When season three of Homeland starts on Showtime this fall, the CIA is dealing with the fallout from the Langley bombing in the second season finale– which basically means Saul (Mandy Patinkin) has to hire new, green agents because there are very few left, Carrie (Claire Danes) is raging about being on her meds and therefore missing things and now having no one believe her that Brody didn’t do it, and Brody himself (Damian Lewis) is missing in action, in hiding, while his family has to pick up the pieces of their shattered lives.
“Carrie is always sitting on her own personal ticking bomb,” Danes addressed critics, LA TV Insider Examiner included, “and it’s just an impossible dilemma because she is not great on the meds, and she’s even worse off of them, but there’s a really great sweet spot in the middle of those two states that she’s always trying to land on [where] she’s exceptionally high-performing, and we get to enjoy her trying to find that balance. It’s pretty bleak int he beginning. She’s gone off her meds for all sorts of reasons that she believes strongly in.”
As a result of Carrie’s decisions to attempt to take charge of her life through a new doctor, meditation, and running six miles a day instead of more socially accepted forms of treating bi-polar disorder, she finds herself in “isolation” for a good chunk of the season. This is a result not only of her own actions and behaviors, though, but also decision Saul makes that not only kicks her while she’s down but also kind of throws her under the bus.
“One of the themes of season three is the costs that are inacted [and] Saul and Carrie are the prime examples of that this season. As a result of the attacks last year, the CIA itself is on trial [and] Saul finds himself in a very unique and difficult position than he’s ever been in before, that is in the director’s chair,” executive producer Alex Gansa said.
“A man who is loathe to make decisions is now forced to make the most important ones of this life, that not only have direct consequences for a woman who was his protege and who he loves as a daughter, but [he’s also] fearful that he might be the last director of the CIA. Where it might seem his actions are out of character, he finds himself in a situation his character isn’t used to being in.”

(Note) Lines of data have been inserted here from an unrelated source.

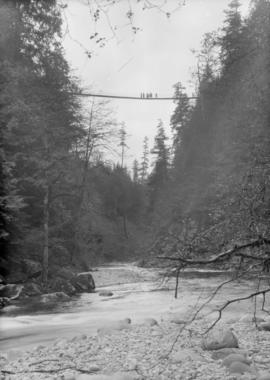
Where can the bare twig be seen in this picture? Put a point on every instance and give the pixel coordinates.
(262, 292)
(224, 255)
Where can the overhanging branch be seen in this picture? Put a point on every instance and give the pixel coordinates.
(224, 255)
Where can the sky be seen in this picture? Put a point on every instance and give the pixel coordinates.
(152, 60)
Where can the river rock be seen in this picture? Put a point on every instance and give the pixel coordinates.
(4, 301)
(235, 358)
(185, 354)
(224, 352)
(54, 297)
(2, 280)
(150, 322)
(65, 273)
(264, 376)
(113, 376)
(264, 326)
(249, 318)
(62, 285)
(83, 282)
(31, 268)
(218, 341)
(115, 326)
(30, 289)
(11, 291)
(177, 319)
(239, 367)
(105, 293)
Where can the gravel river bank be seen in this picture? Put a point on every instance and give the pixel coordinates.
(95, 341)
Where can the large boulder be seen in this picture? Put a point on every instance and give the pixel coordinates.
(54, 297)
(235, 358)
(115, 326)
(220, 340)
(11, 291)
(4, 302)
(62, 285)
(105, 293)
(264, 376)
(112, 376)
(224, 352)
(31, 268)
(265, 326)
(83, 282)
(30, 289)
(240, 368)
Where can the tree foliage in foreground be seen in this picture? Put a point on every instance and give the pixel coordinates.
(220, 177)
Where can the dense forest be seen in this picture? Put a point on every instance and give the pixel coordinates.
(62, 203)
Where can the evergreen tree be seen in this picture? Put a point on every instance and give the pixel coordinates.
(145, 161)
(231, 42)
(135, 170)
(181, 114)
(40, 115)
(160, 174)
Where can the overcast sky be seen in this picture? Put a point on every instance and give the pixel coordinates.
(153, 60)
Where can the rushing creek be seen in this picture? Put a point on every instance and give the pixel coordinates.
(26, 325)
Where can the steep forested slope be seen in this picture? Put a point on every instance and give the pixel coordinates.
(221, 172)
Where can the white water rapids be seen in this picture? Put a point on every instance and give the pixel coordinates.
(25, 326)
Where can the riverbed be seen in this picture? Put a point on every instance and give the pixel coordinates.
(137, 294)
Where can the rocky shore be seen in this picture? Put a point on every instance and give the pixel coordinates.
(154, 350)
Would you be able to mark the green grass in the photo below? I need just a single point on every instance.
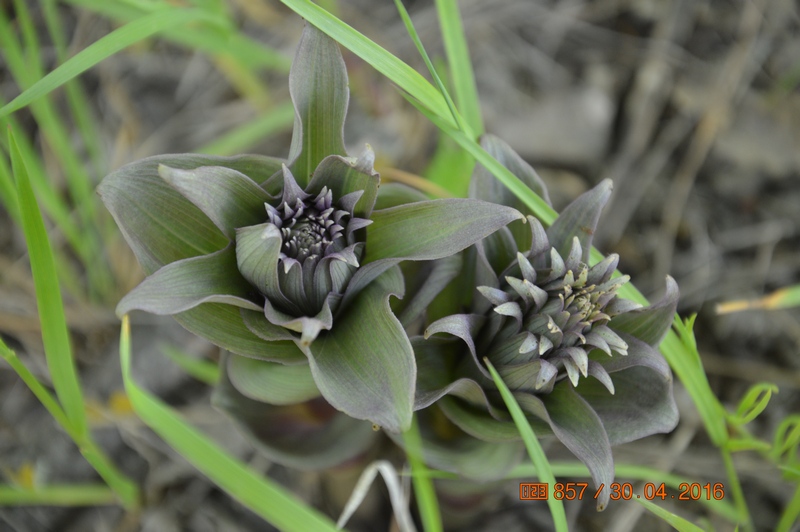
(71, 216)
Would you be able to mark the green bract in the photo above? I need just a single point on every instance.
(580, 361)
(286, 264)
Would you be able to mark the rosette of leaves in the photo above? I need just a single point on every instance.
(582, 362)
(286, 264)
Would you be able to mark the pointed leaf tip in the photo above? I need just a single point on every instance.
(319, 91)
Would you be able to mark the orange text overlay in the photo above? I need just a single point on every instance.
(568, 491)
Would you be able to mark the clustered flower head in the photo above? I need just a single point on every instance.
(553, 317)
(289, 267)
(582, 362)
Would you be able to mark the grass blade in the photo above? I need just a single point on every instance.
(535, 450)
(248, 52)
(267, 499)
(48, 298)
(423, 487)
(435, 75)
(107, 46)
(455, 46)
(38, 389)
(387, 64)
(238, 140)
(57, 495)
(679, 523)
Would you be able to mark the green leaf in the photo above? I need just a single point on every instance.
(55, 335)
(318, 85)
(642, 404)
(343, 175)
(441, 273)
(753, 403)
(446, 448)
(428, 230)
(271, 383)
(787, 438)
(677, 522)
(580, 429)
(394, 194)
(310, 435)
(535, 450)
(580, 219)
(222, 325)
(486, 187)
(229, 198)
(159, 224)
(187, 283)
(266, 498)
(106, 47)
(257, 250)
(365, 365)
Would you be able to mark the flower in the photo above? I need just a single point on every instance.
(582, 362)
(286, 264)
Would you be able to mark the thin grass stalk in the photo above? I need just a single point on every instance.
(423, 486)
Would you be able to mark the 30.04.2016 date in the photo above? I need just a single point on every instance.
(624, 491)
(687, 491)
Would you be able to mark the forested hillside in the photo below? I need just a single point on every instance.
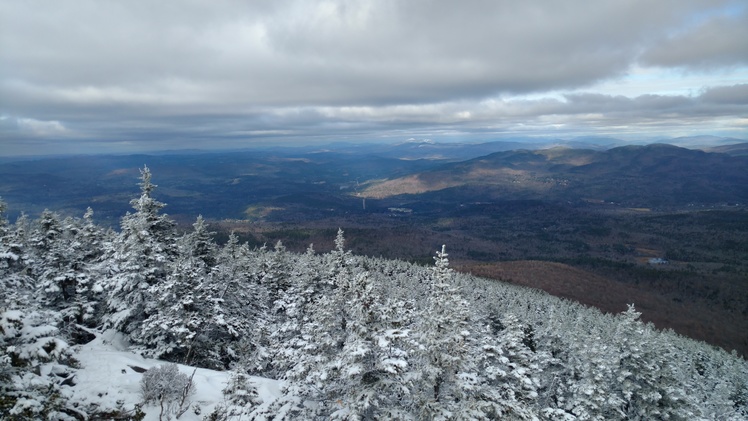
(349, 337)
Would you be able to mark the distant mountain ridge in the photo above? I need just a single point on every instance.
(651, 175)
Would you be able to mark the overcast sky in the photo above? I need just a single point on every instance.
(100, 76)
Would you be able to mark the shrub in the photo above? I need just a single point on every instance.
(166, 386)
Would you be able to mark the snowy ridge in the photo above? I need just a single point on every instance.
(93, 323)
(108, 382)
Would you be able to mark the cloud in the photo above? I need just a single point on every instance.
(196, 70)
(716, 42)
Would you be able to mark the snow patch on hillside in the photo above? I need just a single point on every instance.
(110, 375)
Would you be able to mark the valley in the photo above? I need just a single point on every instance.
(660, 226)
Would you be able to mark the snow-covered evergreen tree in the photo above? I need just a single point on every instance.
(448, 379)
(141, 254)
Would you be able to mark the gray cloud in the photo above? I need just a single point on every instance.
(225, 71)
(714, 43)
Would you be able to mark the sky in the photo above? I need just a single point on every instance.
(90, 76)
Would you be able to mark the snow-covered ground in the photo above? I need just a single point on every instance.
(109, 377)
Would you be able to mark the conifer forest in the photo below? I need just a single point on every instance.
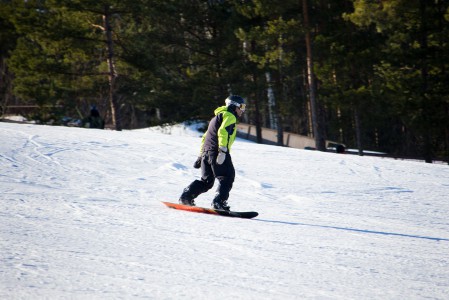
(370, 74)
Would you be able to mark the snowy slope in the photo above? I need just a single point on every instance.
(81, 218)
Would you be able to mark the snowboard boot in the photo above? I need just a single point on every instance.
(186, 198)
(219, 203)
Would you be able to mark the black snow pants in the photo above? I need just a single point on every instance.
(224, 173)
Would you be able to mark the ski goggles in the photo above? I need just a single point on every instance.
(242, 106)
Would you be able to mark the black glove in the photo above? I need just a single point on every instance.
(221, 155)
(197, 163)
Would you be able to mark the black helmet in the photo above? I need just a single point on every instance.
(236, 101)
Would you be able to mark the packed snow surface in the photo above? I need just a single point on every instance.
(81, 218)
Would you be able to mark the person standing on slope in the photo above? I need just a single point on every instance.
(215, 159)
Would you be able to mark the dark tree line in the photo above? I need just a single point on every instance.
(369, 74)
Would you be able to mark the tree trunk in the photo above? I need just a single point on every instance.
(319, 139)
(358, 131)
(115, 114)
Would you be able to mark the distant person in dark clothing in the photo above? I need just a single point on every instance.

It takes until episode six, which the Homeland team is shooting right now, for Carrie to kind of rejoin her former brethren in the story (“She does feel a certainl level of betrayal, and both she and Saul share a prfound level of guilt and loss. Even though they’re estranged from each other, they’re deeply connected. They experienced that trauma in a way that no one else has,” Danes said). But in the earlier episodes in the season, she is on-screen and important to the story, just in a segregated part of the story. For the first two episodes at least, Brody is completely absent from the screen.
“So much was transpiring on the ground in Washington that Brody’s…flight from America made it impossible to include in that first couple of episodes,” Gansa said.

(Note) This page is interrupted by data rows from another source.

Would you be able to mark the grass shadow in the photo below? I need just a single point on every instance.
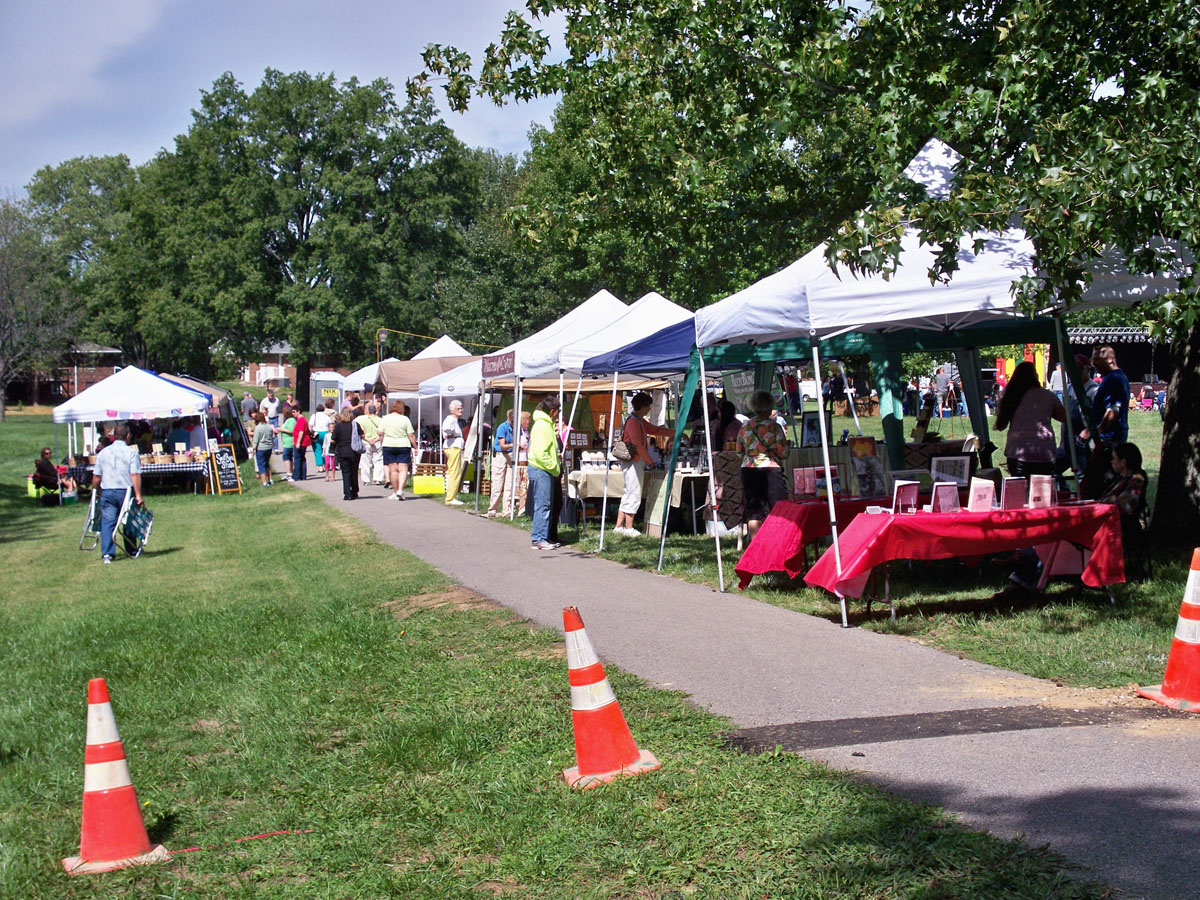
(160, 831)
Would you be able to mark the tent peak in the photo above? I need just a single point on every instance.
(934, 168)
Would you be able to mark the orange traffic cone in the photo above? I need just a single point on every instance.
(113, 834)
(604, 748)
(1181, 682)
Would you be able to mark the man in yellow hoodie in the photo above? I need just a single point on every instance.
(544, 468)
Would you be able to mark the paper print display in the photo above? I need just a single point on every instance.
(1013, 493)
(946, 497)
(952, 467)
(983, 495)
(904, 497)
(1041, 491)
(810, 429)
(922, 477)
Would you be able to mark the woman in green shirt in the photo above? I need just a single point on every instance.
(397, 448)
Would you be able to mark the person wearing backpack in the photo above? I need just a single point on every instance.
(342, 441)
(634, 433)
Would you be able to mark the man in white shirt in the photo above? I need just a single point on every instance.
(118, 468)
(453, 443)
(270, 407)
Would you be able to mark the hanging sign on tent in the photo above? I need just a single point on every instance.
(225, 469)
(738, 388)
(499, 364)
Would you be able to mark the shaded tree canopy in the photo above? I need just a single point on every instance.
(305, 210)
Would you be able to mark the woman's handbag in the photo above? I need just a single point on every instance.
(622, 450)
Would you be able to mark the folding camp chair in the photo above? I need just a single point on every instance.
(133, 526)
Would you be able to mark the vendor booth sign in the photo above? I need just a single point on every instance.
(499, 364)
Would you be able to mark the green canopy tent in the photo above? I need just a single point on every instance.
(885, 349)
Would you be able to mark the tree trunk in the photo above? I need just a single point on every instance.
(1177, 501)
(304, 372)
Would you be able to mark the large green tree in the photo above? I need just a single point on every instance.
(306, 210)
(37, 313)
(1079, 120)
(677, 160)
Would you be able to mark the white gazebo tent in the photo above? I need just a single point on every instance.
(809, 299)
(444, 346)
(588, 317)
(649, 315)
(131, 394)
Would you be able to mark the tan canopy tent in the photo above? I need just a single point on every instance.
(405, 377)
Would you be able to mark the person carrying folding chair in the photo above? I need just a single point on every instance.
(118, 471)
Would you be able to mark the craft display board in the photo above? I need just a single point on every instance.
(225, 469)
(839, 457)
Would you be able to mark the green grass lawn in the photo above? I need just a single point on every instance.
(274, 667)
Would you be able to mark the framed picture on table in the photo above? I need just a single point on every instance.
(921, 477)
(810, 429)
(953, 467)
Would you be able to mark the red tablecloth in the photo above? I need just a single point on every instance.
(780, 541)
(871, 540)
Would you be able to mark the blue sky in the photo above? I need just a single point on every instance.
(121, 77)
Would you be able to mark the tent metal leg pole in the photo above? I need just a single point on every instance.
(479, 448)
(612, 415)
(672, 403)
(853, 412)
(1067, 379)
(204, 430)
(787, 401)
(712, 475)
(516, 448)
(575, 403)
(833, 507)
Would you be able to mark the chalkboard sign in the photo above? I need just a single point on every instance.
(225, 469)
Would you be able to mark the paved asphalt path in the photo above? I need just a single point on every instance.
(1109, 783)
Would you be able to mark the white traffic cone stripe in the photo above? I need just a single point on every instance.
(106, 775)
(586, 697)
(580, 653)
(1188, 630)
(101, 724)
(1192, 591)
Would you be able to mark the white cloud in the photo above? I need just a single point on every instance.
(90, 79)
(57, 52)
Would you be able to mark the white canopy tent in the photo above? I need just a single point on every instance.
(588, 317)
(809, 299)
(444, 346)
(649, 315)
(365, 378)
(132, 394)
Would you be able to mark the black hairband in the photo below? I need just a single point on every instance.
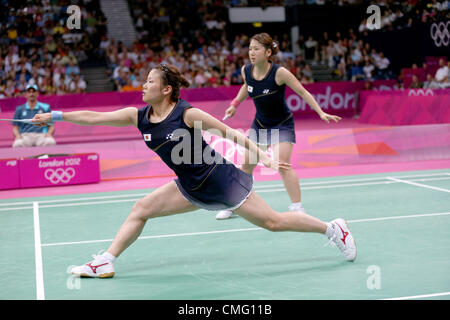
(165, 69)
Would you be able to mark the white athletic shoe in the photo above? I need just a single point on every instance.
(100, 267)
(224, 214)
(343, 239)
(296, 207)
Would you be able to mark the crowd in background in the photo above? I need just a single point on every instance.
(399, 14)
(36, 47)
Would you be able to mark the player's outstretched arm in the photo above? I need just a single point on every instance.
(119, 118)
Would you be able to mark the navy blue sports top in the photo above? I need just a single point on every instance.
(271, 107)
(171, 137)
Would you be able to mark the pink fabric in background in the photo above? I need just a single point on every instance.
(406, 107)
(334, 97)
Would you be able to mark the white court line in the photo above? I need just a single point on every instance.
(135, 199)
(38, 254)
(240, 230)
(257, 188)
(418, 184)
(420, 296)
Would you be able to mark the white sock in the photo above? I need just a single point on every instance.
(330, 230)
(108, 256)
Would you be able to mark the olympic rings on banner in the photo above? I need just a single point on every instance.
(59, 175)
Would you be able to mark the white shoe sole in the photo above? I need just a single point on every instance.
(354, 242)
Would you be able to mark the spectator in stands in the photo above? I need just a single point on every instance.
(415, 84)
(77, 84)
(357, 72)
(383, 65)
(29, 135)
(430, 83)
(368, 69)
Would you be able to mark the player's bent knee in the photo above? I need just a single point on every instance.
(139, 211)
(272, 225)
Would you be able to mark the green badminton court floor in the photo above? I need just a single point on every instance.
(400, 222)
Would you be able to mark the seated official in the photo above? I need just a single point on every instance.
(28, 135)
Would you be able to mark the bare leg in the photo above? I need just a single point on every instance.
(290, 177)
(248, 166)
(258, 212)
(154, 205)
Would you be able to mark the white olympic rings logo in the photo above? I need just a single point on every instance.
(420, 92)
(59, 175)
(439, 33)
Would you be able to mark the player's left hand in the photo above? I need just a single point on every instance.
(41, 119)
(273, 164)
(328, 117)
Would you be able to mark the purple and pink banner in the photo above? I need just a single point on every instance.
(53, 171)
(405, 107)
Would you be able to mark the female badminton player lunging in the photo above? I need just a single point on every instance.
(167, 123)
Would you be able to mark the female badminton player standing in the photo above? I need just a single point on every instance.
(265, 83)
(167, 123)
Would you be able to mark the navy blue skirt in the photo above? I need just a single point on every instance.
(225, 188)
(265, 135)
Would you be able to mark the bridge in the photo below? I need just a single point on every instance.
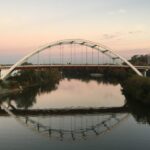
(72, 53)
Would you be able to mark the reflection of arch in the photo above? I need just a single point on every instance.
(103, 49)
(97, 128)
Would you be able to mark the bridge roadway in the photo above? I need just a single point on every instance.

“The show very much lives in the collateral damage of this tragic situation and to play it any other way would have been [false].”
Lewis added a few more details for those fans who will be eagerly awaiting his return: “Brody is on the lam. He’s disappeared into a network of a tunnel system…he’s the most wanted criminal in the world, arguably, at this point, so he has to lay low. I think when you do see Brody, hopefully will be of interest to the audience is what state he’s in. Is he [on] a yacht on the coast surrounded by a bevy of Russian beauties? That was [my] pitch! Or is he lost? …But when you do see Brody for the first time, it will be interesting.”

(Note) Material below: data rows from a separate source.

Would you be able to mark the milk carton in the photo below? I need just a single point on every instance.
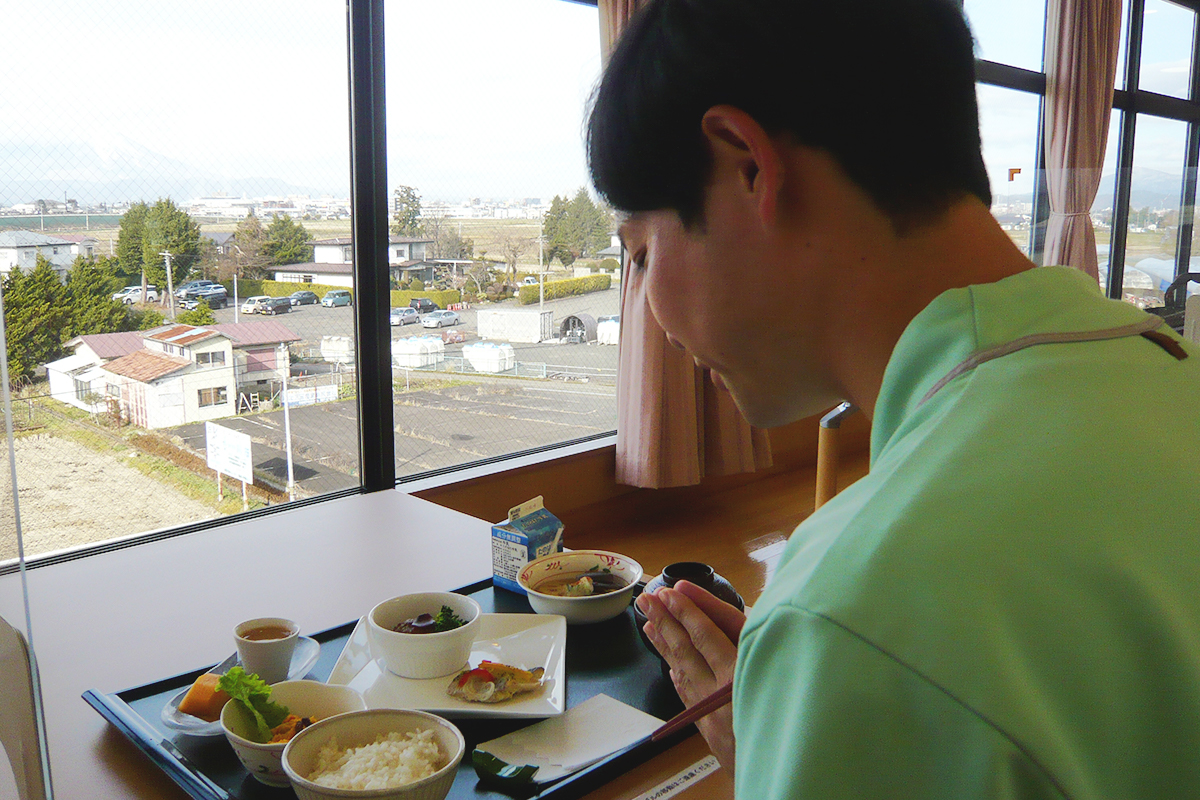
(529, 533)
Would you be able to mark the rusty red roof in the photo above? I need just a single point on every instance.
(177, 334)
(145, 365)
(111, 346)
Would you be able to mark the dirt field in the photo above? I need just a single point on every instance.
(69, 497)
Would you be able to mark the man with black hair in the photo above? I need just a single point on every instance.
(994, 611)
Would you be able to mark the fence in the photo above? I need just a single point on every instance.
(535, 370)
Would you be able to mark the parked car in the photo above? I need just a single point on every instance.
(214, 295)
(337, 298)
(196, 292)
(405, 316)
(252, 305)
(275, 306)
(185, 292)
(130, 295)
(439, 318)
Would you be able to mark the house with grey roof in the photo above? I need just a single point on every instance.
(334, 262)
(150, 376)
(19, 251)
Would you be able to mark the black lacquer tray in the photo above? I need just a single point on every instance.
(606, 657)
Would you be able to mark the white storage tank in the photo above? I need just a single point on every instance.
(490, 356)
(418, 352)
(609, 330)
(337, 349)
(515, 324)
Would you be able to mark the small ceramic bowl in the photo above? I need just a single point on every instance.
(306, 698)
(577, 611)
(361, 728)
(423, 655)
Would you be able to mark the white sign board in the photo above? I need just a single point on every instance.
(228, 452)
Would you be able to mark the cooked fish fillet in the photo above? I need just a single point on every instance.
(493, 683)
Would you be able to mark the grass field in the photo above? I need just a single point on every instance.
(490, 235)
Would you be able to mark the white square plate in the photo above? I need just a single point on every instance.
(525, 641)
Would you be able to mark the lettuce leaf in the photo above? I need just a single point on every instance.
(255, 697)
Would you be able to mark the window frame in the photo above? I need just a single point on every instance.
(1128, 103)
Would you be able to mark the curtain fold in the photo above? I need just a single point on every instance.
(1083, 38)
(673, 425)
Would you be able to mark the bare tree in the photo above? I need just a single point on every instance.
(513, 247)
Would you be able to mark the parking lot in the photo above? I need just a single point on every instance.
(311, 323)
(441, 419)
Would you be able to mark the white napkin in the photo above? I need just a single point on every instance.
(580, 737)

Brody has always had an extra special relationship with his daughter Dana (Morgan Saylor). She managed to kind of intuit that he was going to do something terrible that day in the bunker, and she made him think twice about it. She also knew about and accepted his Islamic conversion in a way others just couldn’t come around to. Needless to say, she was hit extremely hard by the accusation that he was the Langley bomber, the guy behind what the media deemed “the second 9/11,” and the first few episodes of season three have her trying to readjust to her new family dynamic, calling her dad “crazy,” and all three of them experiencing cameras follow them every time they leave their house.
“A lot of different scenarios were considered. It’s interesting because we lost a couple of different writers from season two…So we brought in a couple [new] writers, and the writers were fans of the show, and we were able to ask them some very pertinent questions. The first one was…’Are we interested in watching the Brody family if Nick Brody [isn’t there] because he’s on the lam?’ And the answer was unanimously yes,” Gansa said.
“There was interest in those people…and we took comfort in that because we felt we had to honor those people we created. What are their lives like after this tragic attack?…All these family members are always paraded in front of the camera, and it seemed like a very good avenue to explore.”
Homeland will return to Showtime on September 29 2013 at 9 p.m.